Mikey is starting to trail behind on our way to the armoury, kicking odd stones that keep clipping the back of my heels.

"You wanna hurry up?" I ask, entertained by his attitude.

I hear him sigh as he trudges after me. "I'm not so sure this is a great idea anymore..."

"You asked me to teach you how to kill walkers," I tell him simply as we arrive at Olivia and Enid's back door, the basement steps closest to the armoury. I trot down the concrete steps and wrap my fist against the door three times.

"Won't it be too dangerous?" Mikey asks with pause in his voice.

I shake my head, turning to face him as he lingers at the top of the concrete steps leading down.

"I've got patrol with Rosita today," I tell him. "I spoke to her about it, and she's fine if you tag along... kinda."

"Kinda?" Mikey frowns.

"It's fine."

"But what if we run into a horde? What if we get stuck out there? What if-"

"Dude!" I interrupt him. "It's going to go fine. There is no one I trust more out there than Rosita."
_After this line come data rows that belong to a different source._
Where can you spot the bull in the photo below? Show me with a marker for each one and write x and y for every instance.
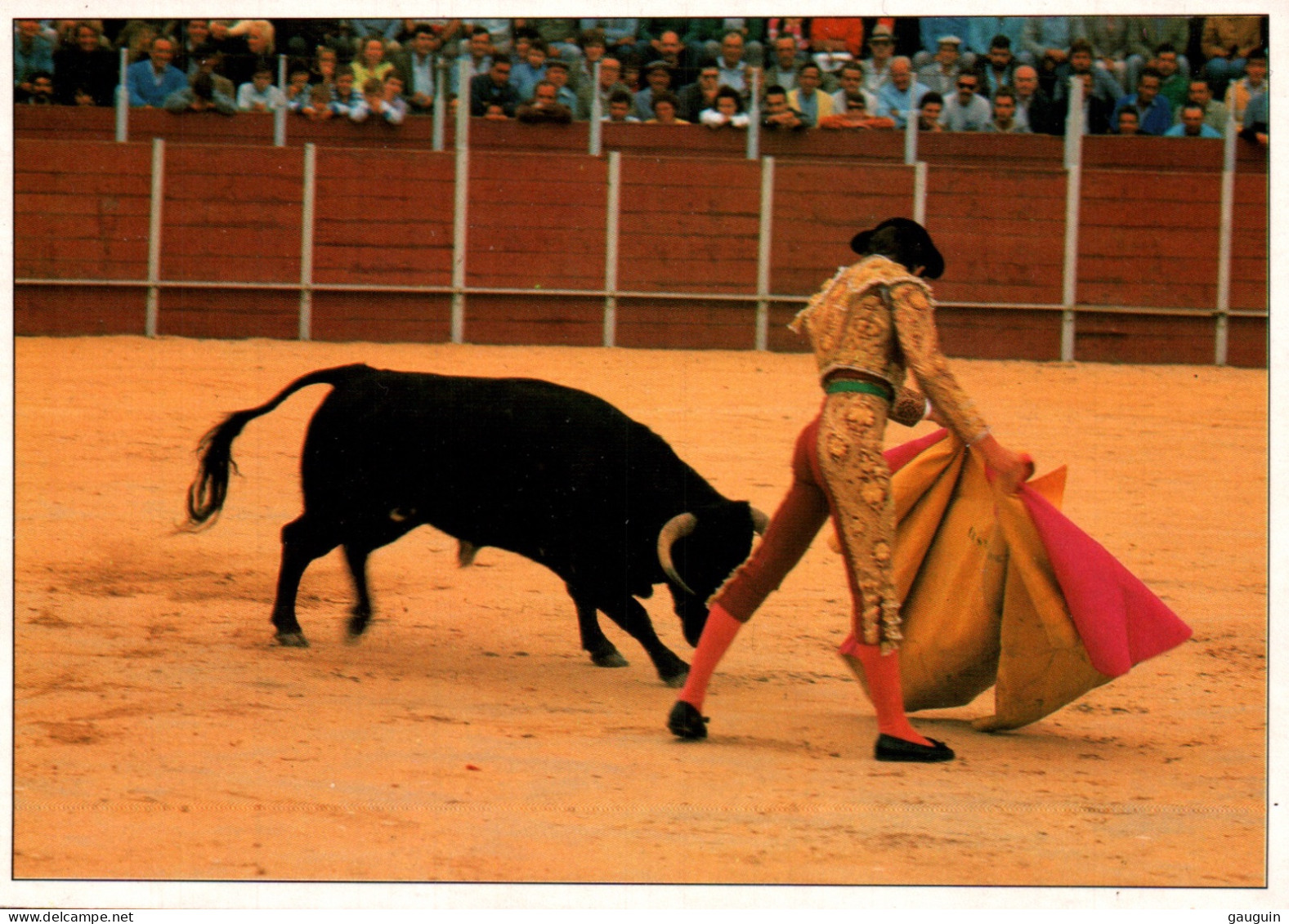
(552, 473)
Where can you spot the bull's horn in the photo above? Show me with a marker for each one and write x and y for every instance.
(677, 527)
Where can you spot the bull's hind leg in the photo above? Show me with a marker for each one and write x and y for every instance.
(303, 540)
(603, 654)
(634, 622)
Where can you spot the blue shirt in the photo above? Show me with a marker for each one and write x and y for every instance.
(147, 89)
(1154, 120)
(1206, 132)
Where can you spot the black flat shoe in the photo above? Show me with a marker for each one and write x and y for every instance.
(889, 748)
(685, 722)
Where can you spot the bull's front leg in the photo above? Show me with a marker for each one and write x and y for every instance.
(603, 654)
(636, 623)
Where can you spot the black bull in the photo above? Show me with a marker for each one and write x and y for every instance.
(548, 472)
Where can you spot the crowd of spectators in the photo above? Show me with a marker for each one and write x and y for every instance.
(1181, 76)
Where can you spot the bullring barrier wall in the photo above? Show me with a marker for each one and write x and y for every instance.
(352, 234)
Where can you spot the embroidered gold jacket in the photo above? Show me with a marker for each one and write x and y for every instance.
(875, 317)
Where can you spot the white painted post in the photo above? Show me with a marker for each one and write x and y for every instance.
(763, 243)
(1072, 194)
(280, 114)
(612, 216)
(460, 216)
(596, 115)
(154, 303)
(1224, 247)
(123, 100)
(307, 241)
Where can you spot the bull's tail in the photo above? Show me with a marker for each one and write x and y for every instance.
(210, 488)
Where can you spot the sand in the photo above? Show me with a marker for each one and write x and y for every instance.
(160, 734)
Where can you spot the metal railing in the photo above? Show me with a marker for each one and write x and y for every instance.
(761, 299)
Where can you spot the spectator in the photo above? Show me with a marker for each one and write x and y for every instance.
(984, 30)
(1005, 118)
(851, 78)
(670, 51)
(1081, 62)
(877, 67)
(545, 106)
(317, 106)
(593, 51)
(779, 114)
(1240, 92)
(620, 36)
(610, 85)
(152, 80)
(248, 45)
(735, 69)
(85, 73)
(902, 94)
(558, 38)
(1154, 114)
(1193, 124)
(853, 114)
(196, 33)
(384, 100)
(965, 109)
(1255, 127)
(1175, 84)
(1128, 123)
(1146, 35)
(1226, 44)
(835, 40)
(665, 107)
(1215, 114)
(201, 96)
(789, 27)
(1110, 38)
(620, 105)
(1047, 39)
(807, 98)
(1097, 113)
(701, 94)
(370, 65)
(33, 51)
(726, 113)
(659, 78)
(346, 100)
(783, 71)
(42, 89)
(494, 87)
(1032, 103)
(998, 67)
(531, 71)
(941, 74)
(259, 94)
(932, 29)
(929, 111)
(297, 88)
(706, 36)
(417, 66)
(557, 74)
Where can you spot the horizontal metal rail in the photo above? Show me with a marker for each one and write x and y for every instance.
(750, 298)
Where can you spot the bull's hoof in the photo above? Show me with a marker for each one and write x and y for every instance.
(610, 658)
(686, 722)
(676, 681)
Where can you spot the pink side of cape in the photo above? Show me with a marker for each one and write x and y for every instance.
(1119, 620)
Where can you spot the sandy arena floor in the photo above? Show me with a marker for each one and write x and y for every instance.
(161, 734)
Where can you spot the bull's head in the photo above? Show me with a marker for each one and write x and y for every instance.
(699, 551)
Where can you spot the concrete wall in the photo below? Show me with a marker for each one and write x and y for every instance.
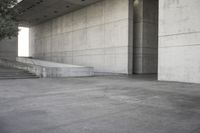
(145, 36)
(99, 36)
(9, 48)
(179, 40)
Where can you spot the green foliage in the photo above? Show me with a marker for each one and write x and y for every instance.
(8, 21)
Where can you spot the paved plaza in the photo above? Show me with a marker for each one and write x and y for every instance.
(104, 104)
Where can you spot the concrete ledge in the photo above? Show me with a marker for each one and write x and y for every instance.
(48, 69)
(52, 69)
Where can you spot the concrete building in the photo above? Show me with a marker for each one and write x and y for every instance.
(117, 36)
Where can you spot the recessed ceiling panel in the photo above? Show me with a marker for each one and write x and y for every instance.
(32, 12)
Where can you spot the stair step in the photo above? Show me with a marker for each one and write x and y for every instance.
(13, 73)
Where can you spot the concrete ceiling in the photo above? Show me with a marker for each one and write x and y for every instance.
(33, 12)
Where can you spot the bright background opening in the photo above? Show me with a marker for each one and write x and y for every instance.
(23, 42)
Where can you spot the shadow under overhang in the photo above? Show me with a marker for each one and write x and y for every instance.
(33, 12)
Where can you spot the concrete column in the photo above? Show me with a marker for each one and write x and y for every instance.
(179, 39)
(9, 49)
(145, 45)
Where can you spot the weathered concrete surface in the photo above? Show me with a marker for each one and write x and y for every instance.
(9, 48)
(179, 40)
(96, 36)
(30, 10)
(13, 73)
(99, 105)
(145, 44)
(55, 70)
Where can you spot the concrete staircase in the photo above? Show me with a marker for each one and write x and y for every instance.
(13, 73)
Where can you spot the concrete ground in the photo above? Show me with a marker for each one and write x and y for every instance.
(110, 104)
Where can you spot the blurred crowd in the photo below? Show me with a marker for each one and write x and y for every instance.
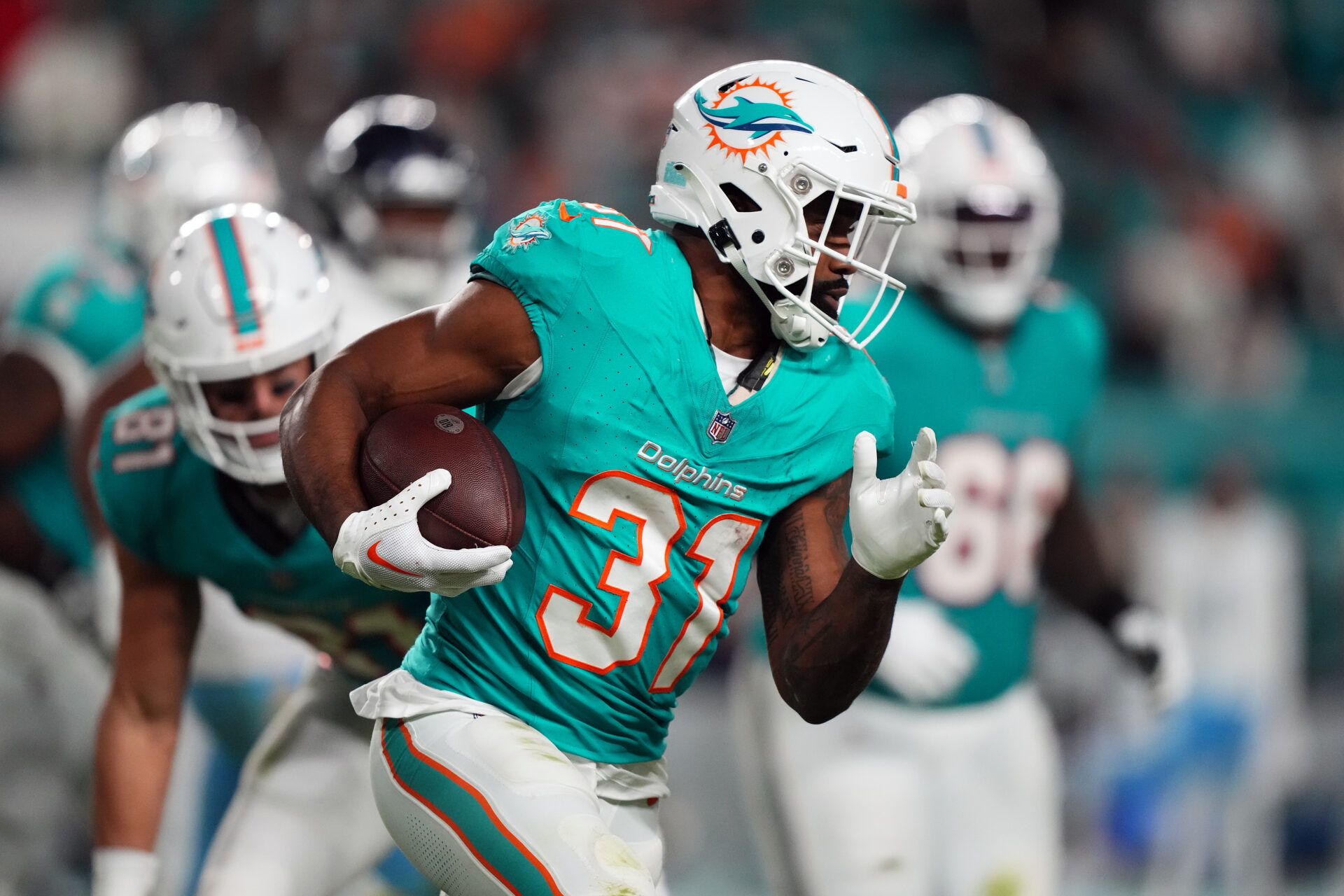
(1199, 147)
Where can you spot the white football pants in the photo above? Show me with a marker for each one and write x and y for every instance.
(892, 801)
(486, 805)
(302, 820)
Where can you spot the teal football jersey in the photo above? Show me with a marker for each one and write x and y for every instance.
(172, 510)
(1008, 419)
(647, 492)
(83, 312)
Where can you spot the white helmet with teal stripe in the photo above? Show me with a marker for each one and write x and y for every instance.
(990, 203)
(748, 149)
(241, 290)
(176, 163)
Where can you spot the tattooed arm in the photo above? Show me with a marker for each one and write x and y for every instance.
(827, 620)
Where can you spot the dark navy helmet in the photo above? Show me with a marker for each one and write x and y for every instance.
(398, 191)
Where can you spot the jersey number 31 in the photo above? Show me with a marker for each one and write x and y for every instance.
(659, 523)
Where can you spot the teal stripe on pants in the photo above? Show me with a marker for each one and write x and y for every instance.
(454, 801)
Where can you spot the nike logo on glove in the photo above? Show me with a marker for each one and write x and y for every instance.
(372, 555)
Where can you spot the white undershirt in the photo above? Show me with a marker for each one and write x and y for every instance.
(730, 368)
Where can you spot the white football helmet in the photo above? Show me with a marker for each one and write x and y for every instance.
(748, 149)
(990, 207)
(176, 163)
(239, 292)
(388, 156)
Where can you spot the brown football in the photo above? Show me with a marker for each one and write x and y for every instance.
(483, 507)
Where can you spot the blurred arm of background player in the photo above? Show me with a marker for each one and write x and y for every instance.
(31, 413)
(1073, 570)
(139, 727)
(130, 379)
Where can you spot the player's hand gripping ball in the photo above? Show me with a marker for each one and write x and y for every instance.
(448, 501)
(897, 523)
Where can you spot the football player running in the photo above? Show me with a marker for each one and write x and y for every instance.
(397, 192)
(676, 400)
(944, 777)
(190, 482)
(83, 316)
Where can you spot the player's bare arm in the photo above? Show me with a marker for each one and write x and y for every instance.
(827, 610)
(460, 354)
(827, 620)
(33, 407)
(139, 727)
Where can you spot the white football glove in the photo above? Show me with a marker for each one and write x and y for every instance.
(1158, 647)
(120, 871)
(897, 523)
(384, 547)
(927, 657)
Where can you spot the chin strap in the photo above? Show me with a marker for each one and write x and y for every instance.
(799, 331)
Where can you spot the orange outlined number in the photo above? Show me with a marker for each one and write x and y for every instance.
(659, 520)
(722, 539)
(1006, 501)
(153, 425)
(656, 514)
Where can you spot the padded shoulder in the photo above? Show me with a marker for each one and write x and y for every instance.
(92, 302)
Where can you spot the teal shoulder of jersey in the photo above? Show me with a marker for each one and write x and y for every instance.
(81, 314)
(93, 302)
(167, 505)
(575, 260)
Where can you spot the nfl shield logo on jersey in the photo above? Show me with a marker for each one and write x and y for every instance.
(721, 428)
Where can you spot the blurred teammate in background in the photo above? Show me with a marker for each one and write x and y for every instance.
(944, 777)
(73, 332)
(191, 486)
(83, 316)
(397, 192)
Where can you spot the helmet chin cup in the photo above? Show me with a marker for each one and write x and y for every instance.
(799, 331)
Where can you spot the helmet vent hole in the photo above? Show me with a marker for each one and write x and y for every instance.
(738, 198)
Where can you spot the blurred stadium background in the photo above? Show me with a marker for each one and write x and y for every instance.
(1200, 144)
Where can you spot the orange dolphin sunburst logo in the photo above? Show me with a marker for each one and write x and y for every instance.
(749, 117)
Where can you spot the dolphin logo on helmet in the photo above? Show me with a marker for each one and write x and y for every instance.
(757, 117)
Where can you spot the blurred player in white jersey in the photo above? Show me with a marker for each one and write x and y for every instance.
(397, 192)
(942, 780)
(73, 331)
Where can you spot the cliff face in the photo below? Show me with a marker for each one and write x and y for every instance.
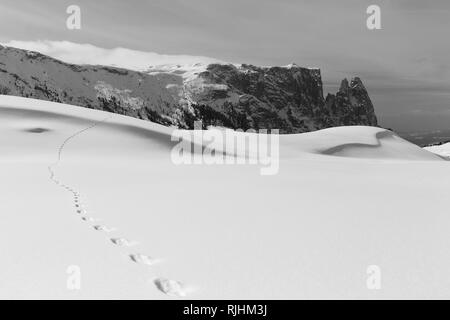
(287, 98)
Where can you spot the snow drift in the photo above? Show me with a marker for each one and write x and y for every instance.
(96, 192)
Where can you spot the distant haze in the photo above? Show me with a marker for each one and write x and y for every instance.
(405, 66)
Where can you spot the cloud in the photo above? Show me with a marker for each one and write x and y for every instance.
(118, 57)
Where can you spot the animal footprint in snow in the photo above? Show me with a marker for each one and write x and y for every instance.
(122, 242)
(103, 228)
(170, 287)
(143, 259)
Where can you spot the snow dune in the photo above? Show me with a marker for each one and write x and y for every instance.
(90, 190)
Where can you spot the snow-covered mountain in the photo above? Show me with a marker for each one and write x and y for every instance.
(442, 149)
(288, 98)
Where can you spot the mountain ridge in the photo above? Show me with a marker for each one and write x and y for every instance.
(288, 98)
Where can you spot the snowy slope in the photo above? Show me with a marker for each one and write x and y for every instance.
(344, 199)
That seems to put Mikey at ease.

Alexandria isn't the only thing that's changed in the last two months. I tried explaining it to Denise. But ever since Carl slipped into his coma, my head hasn't stopped. Hasn't stopped hating me. Hasn't stopped shouting at me. I tried to block it out with Mikey and Enid at the start. Spending my days playing questions and answers or sneaking booze out of the pantry reserves. But eventually, I always ended up back at the infirmary, sitting beside the same bed. I tried therapy with Denise. I tried helping with the expansion. But the infirmary didn't stop calling me. It wasn't until I joined the patrol crews that I could finally clear all the angry noises and guilty stomachaches. Maggie and Rick weren't keen on the idea at first. The two had given their best sceptical eyebrow raises when I propositioned it. But Glenn helped me talk them round, Sasha and Rosita too. Now I tend to out there more than in here. At least, that's what Mikey and Enid keep complaining about.

The door to Olivia's finally swings open, Enid on the other side, letting us in and leading us to the armoury, telling us on the way, "Olivia's busy doing a food stock check, so I'll sign your stuff out."

"Sure you don't want to come?" Mikey asks hopefully.

Enid crinkles her nose and shrugs, scratching her head with her wrist. "I'm good."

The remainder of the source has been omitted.